En su columna de hoy en Las Últimas Noticias, Roberto Merino escribe de la
vanidad bajo el título de “Brillos cosméticos”. En verdad, no se refiere a la
vanidad en general, sino a la figura chilena del vanidoso resentido, al punto de
llegar a afirmar: “El sombrío vanidoso herido ama el brillo al punto de que
resplandece cuando piensa en sí mismo”.
En lengua guaraní, la expresión “ñandi vera”· se traduce como el “brillo de
la nada”, o más precisamente, aquello “que brilla por su ausencia”. Conocí estas palabras admirando el uso que
hace de esta noción el crítico y filósofo paraguayo, Ticio Escobar, que preside
el jurado para designar a la artista chilena que asistirá a la próxima Bienal
de Venecia. Pienso que Roberto Merino, cuando escribe sobre la vanidad, tiene en
mente otra cosa, que es la confusión chilena sobre el brillo por ostentación de
una falla, de una herida narcísica imposible de encubrir. En cambio, la fórmula
guaraní nos conduce a la vanidad que abrigamos, justamente, como un deseo epicúreo
en nuestra conducta, digamos, institucional.
Todo lo que ocurre en el Museo de Bellas Artes tiene que ver con la falta
de vanidad del Estado. Es decir, la
exhibición de una herida narcísica imposible de colmar, porque vive del rencor sombrío de su historia. Habiendo sido edificado como la manifestación
de la vanidad triunfante de la oligarquía vencedora en la guerra civil de 1891,
para celebrar la invención de “su” centenario. El museo -luego- fue despojado
en la dictadura de Ibáñez (1927) y convertido en un trofeo para la clase política
ascendente, al punto de terminar como espacio no deseado, fácilmente convertible
en recinto de una singular cultura punitiva.
La cultura punitiva tuvo dos momentos. El primero, realizado por el
culturalismo demócrata-cristiano de los setenta, que desarmó el museo para
convertirlo en “centro cultural”. El segundo, en cambio, fue realizado por una
política de “revisión de la historia”, en que se inventó y se promovió un tipo
de curatoría intervencionista, que “reactivaba” la memoria del museo mediante
un trato maniqueo y desinformador de las colecciones, poniendo en evidencia la
nostalgia sobre lo que museo no era; es decir, un “museo de arte contemporáneo”.
En el fondo, estos dos momentos fueron definidos por un deseo vindicatorio
motivado por la vergüenza inicial de su origen. Este sombrío rencor plebeyo ha
estructurado la política de subsistencia de un museo que ni siquiera resulta
útil para recuperar los indicios de la vanidad diluida.

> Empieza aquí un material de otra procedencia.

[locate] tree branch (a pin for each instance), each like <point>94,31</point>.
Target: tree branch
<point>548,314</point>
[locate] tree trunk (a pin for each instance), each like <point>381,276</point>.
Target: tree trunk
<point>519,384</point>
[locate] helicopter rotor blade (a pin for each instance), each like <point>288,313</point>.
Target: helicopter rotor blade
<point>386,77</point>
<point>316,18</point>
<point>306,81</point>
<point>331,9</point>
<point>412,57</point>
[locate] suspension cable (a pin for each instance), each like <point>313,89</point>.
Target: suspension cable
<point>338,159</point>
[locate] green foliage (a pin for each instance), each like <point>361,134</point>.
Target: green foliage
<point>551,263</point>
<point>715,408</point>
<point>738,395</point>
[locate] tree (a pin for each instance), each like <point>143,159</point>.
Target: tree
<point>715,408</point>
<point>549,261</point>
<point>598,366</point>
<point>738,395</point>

El desafío para las nuevas autoridades consiste en hacerse cargo de los
efectos de este rencor simbólico instituido,
creando condiciones para la recuperación de su definición “original”, porque es preciso resolver esta deuda de
incompletud, para poder recién articular un modelo de gestión que –bajo el
marco regulatorio de un nuevo estatuto institucional- responda a las demandas
objetivas que la re/oligarquización del país ha planteado a lo largo de esta última
treintena.
Hay una paradoja sobre la que resulta imposible resolver la crisis estructural
del museo, y que está asentada en el desconocimiento forzado que se instaló sobre la
cultura del rencor plebeyo punitivo, que ha caracterizado su existencia desde
los años treinta en adelante. Obviamente, la paradoja consiste en que siendo un proyecto inicial oligarca, termina como administración plebeya de una incomodidad estructurante.

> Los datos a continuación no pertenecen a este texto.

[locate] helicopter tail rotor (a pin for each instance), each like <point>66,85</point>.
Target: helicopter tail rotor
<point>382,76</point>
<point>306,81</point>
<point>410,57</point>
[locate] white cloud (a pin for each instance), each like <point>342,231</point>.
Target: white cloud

Sin embargo, hay una segunda paradoja, que puedo formular de la siguiente
manera: mientras el “Estado
concertacionista” consolidó una política cultural neoliberal, la direccionalidad del MNBA permaneció
apegada a una ideología desarrollista demócrata-cristiana del período anterior.
Ya sabemos que dicha perspectiva es no solo culposa, sino que fue inventada para
recomponer la memoria parcial, oficializada por el nuevo bloque en el gobierno.

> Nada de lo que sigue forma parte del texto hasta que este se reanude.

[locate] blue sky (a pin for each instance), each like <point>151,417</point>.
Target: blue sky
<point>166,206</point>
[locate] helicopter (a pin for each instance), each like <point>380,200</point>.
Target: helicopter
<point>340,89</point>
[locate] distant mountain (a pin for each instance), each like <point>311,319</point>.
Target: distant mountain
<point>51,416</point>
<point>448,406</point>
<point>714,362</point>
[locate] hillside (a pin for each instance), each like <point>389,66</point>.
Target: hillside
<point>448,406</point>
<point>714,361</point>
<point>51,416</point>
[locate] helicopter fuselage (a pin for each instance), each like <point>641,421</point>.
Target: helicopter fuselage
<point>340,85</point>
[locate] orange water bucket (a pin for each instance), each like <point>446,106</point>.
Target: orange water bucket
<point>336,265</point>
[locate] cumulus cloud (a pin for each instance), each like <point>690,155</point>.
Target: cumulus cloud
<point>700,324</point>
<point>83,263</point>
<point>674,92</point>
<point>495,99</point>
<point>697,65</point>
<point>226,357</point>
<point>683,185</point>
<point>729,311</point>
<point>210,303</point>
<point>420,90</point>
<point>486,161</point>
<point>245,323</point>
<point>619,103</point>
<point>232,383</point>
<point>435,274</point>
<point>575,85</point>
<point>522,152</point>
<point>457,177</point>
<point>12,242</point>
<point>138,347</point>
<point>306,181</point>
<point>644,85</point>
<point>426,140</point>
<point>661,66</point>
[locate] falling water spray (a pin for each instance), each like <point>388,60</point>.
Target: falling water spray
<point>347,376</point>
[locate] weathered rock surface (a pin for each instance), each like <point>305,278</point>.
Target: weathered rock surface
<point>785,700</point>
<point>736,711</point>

El manejo del museo, desde 1990 en adelante, incorporó el uso de una memoria perdida, pero del régimen anterior
a 1973. Y lo que ha hecho acrecentar el naufragio del museo es el abismo
instalado entre, por un lado, una realidad contemporánea de especulación museal que exige responder
de acuerdo a unas pautas internacionales propias de desarrollo del sector,
y por otro lado, la realidad de un provincianismo sombrío cuya vanidad herida no le permite
superar el diagrama de un mandato simbólico que se ha diluido en el seno del
propio aparato del Estado.
Por esta razón, las nuevas autoridades del servicio de patrimonio tienen
por delante, no ya el desafío de reemplazar a un director, sino de formular un
proyecto de recuperación simbólica que permita inscribir la fase de
oligarquización original, en el decurso de un proyecto nacional que responda a
la solicitud de una vanidad institucional contemporánea.